Bersani, Massimo D’Alema et d’autres gros bonnets du PD ont exigé que Renzi renonce à réclamer de rapides élections anticipées en laissant Paolo Gentiloni en fonction jusqu’à la fin de la période législative de février 2018. Ils craignent que des élections anticipées ne bénéficient à l’adversaire de l’UE, Beppe Grillo, et à la Ligue du Nord d’extrême droite. Ce que Renzi a cependant refusé.
Bersani, D’Alema et d’autres politiciens de la première heure du Parti démocrate veulent maintenant quitter le PD. Ils ont annoncé ne pas vouloir participer au prochain congrès du parti. « L’entreprise n’existe plus », a déclaré Bersani. Même l’ex-gouverneur de l’Émilie-Romagne, Vasco Errani, veut quitter Renzi, qui l’avait récemment nommé commissaire extraordinaire à la reconstruction suite aux tremblements de terre.
Romano Prodi, ancien premier ministre, commissaire européen, représentant des banques et qui avait participé à la fondation du PD, a déclaré récemment que le parti était en train de commettre un « suicide politique ». Le parti perd de plus en plus de soutien au sein de la population. La raison en est la situation sociale désespérée, le taux de chômage des jeunes de 40 pour cent, la pauvreté galopante qui frappe les personnes âgées, une vague de faillites dans les petites et moyennes entreprises et la crise bancaire non résolue.
Les renégats du PD et le nouveau parti SI n’ont aucune réponse progressiste à apporter à cela. Ils essaient simplement d’empêcher l’éclatement rapide du parti au pouvoir. À l’instar du nouveau président du Parti social-démocrate Martin Schulz en Allemagne, qui prétend vouloir annuler certaines parties des « réformes » [Hartz] de l’Agenda 2010 du gouvernement Schröder, ils veulent appuyer un référendum organisé par la Confédération Générale italienne du Travail (CGIL) afin de revenir sur la réforme du marché du travail de Renzi, dite Loi sur l’emploi. C’est là une manœuvre transparente pour garder la main sur une population de plus en plus en colère.
La fondation de Sinistra Italiana sert à dissimuler ces manœuvres et à prévenir le déclenchement de luttes de classe ouvertes. Tout comme Syriza en Grèce, ces politiciens bourgeois chevronnés sont tout à fait prêts à rejoindre le gouvernement afin de perpétrer eux-mêmes les attaques contre la classe ouvrière. Dans le même temps, ils poussent les électeurs vers les populistes de droite et leurs politiques nationalistes et pro-UE.

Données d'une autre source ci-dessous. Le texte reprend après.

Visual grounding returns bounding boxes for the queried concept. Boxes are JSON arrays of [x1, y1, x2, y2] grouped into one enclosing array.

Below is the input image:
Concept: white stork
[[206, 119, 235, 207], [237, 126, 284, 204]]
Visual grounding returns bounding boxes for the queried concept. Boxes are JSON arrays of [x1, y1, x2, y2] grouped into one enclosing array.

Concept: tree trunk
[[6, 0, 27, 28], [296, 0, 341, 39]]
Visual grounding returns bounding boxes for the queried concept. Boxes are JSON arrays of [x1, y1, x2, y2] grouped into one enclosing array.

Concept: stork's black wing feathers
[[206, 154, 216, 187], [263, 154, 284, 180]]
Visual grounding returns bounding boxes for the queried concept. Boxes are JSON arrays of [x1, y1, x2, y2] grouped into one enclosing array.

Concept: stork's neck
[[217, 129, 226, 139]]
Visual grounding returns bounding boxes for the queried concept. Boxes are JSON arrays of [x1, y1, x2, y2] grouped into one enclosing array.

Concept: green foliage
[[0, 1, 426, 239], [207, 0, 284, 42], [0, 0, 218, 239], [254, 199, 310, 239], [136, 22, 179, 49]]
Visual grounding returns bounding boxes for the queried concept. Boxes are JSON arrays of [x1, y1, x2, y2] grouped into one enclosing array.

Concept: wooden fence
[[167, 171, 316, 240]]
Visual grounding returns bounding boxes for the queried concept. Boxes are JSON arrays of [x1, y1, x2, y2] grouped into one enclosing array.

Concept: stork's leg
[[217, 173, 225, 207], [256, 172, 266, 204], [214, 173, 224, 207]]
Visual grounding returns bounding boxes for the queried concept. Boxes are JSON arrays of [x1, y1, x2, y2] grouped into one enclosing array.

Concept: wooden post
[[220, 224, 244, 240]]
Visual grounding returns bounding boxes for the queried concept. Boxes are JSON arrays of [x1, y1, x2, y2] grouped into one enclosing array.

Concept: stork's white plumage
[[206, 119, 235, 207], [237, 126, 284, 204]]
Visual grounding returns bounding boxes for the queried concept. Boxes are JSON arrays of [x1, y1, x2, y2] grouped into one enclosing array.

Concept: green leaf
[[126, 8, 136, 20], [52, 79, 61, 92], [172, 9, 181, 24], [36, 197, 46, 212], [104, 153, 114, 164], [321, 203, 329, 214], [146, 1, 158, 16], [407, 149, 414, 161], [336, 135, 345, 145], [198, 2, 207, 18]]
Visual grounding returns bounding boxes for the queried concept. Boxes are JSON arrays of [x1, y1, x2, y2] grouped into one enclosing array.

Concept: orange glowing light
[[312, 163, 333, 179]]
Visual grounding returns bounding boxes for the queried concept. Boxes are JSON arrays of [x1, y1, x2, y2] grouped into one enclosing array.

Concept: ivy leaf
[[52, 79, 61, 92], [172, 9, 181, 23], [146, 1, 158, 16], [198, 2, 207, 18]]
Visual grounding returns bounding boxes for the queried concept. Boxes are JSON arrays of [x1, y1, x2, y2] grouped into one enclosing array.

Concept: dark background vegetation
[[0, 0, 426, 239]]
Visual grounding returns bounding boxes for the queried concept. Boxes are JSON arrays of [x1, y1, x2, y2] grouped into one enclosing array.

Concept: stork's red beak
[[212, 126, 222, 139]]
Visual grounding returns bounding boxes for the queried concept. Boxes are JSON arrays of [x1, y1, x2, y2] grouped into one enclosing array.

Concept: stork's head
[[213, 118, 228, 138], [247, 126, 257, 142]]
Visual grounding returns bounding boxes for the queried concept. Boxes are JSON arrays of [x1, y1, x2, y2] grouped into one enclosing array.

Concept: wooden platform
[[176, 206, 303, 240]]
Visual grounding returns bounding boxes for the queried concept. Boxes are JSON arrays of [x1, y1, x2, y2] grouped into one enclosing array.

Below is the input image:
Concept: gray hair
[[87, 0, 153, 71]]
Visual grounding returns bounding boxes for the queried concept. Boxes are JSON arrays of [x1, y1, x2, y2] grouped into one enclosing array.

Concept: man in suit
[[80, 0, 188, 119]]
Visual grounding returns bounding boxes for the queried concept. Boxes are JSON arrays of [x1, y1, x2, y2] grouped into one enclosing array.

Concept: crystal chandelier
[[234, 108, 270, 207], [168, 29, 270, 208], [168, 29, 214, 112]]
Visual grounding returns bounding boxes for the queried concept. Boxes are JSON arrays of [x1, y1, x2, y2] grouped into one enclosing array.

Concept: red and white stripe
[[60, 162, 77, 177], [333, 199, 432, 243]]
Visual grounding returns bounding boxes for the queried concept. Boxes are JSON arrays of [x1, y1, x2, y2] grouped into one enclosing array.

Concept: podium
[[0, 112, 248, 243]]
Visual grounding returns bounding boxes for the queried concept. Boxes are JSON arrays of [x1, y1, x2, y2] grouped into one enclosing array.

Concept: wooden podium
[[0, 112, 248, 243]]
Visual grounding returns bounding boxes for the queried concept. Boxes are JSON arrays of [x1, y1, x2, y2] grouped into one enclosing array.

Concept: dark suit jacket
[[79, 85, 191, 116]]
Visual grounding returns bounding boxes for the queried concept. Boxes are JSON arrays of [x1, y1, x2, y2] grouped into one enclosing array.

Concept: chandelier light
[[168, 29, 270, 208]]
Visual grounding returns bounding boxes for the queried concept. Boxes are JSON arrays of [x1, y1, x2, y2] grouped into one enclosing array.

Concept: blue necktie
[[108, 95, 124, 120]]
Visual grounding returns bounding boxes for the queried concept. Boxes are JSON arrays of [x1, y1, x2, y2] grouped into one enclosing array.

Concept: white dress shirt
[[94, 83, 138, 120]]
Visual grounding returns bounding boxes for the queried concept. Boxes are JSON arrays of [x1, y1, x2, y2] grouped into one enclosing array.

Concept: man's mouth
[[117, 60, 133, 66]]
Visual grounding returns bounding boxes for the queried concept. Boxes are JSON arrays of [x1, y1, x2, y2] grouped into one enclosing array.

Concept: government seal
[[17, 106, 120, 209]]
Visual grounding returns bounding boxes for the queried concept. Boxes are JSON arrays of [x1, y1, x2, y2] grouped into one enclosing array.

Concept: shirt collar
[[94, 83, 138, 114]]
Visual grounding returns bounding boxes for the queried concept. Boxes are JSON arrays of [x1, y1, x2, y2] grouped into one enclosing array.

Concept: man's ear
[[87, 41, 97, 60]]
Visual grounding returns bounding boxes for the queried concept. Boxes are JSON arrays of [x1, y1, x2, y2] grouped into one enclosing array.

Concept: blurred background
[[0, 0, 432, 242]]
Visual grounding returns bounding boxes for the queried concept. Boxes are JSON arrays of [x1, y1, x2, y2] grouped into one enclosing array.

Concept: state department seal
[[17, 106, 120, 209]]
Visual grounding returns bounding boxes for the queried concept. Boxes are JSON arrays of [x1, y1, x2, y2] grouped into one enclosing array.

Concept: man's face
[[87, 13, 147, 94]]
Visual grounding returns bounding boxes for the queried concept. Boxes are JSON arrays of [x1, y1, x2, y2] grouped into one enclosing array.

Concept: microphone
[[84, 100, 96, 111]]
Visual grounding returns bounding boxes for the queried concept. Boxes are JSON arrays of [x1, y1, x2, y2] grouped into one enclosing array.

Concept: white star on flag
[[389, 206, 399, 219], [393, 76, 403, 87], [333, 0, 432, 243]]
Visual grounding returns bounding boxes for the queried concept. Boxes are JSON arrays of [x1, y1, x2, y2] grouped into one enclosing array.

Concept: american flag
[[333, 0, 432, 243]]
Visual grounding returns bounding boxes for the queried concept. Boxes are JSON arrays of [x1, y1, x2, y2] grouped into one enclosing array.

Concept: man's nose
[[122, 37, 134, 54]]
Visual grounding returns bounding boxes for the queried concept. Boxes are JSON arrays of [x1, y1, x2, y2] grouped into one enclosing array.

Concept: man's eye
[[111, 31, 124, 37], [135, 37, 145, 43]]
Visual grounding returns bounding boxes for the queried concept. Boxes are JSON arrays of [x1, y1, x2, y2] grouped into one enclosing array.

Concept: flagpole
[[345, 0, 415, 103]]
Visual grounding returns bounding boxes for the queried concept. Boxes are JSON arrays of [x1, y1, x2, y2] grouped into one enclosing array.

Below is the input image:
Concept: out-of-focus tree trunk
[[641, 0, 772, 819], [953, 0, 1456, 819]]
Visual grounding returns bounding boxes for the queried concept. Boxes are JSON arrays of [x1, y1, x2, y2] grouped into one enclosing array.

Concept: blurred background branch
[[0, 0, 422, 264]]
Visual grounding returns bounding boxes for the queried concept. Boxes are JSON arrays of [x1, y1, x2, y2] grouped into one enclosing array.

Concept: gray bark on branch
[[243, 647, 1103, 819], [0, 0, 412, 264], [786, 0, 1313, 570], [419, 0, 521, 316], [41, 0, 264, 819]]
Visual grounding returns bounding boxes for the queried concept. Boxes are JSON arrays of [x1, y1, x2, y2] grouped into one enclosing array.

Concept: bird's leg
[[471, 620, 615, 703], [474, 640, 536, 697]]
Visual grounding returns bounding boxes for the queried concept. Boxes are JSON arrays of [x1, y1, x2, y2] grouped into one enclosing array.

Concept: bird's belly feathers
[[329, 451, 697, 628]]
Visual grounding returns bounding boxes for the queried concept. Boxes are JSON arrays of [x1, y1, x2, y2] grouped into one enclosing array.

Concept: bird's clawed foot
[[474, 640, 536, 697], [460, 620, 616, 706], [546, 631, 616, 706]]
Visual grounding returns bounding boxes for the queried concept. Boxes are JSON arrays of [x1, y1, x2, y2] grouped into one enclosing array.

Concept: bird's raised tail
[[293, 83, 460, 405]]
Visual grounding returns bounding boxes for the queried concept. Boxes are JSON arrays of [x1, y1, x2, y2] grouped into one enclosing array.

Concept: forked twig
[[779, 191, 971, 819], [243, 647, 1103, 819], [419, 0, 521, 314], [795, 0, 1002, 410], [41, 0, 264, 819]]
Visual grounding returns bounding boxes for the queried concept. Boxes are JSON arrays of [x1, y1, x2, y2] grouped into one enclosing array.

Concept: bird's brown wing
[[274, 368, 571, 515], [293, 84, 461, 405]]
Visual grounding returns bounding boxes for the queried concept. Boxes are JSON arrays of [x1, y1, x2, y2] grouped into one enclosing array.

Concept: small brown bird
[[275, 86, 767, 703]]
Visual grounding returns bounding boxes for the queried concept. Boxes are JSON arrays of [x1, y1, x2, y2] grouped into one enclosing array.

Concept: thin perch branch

Leur programme ne diffère pas fondamentalement de celui du Mouvement cinq étoiles de Grillo (M5S). C’est ce qui a déjà été démontré par le fait que plusieurs politiciens M5S ont abandonné Grillo pour rejoindre le nouveau SI, tels les sénateurs Francesco Campanella et Fabrizio Bocchino, ainsi que les députés Adriano Zaccagnini, Leandro Bracco et consorts.
Grillo essaie d’exploiter l’arrivée au pouvoir de Donald Trump pour sa propre ascension et réclame vigoureusement que des élections aient lieu rapidement. Il prétend que son parti est le seul à pouvoir atteindre les 40 pour cent requis pour un gouvernement à parti unique. Le M5S se situe actuellement légèrement en dessous de 30 pour cent dans les sondages.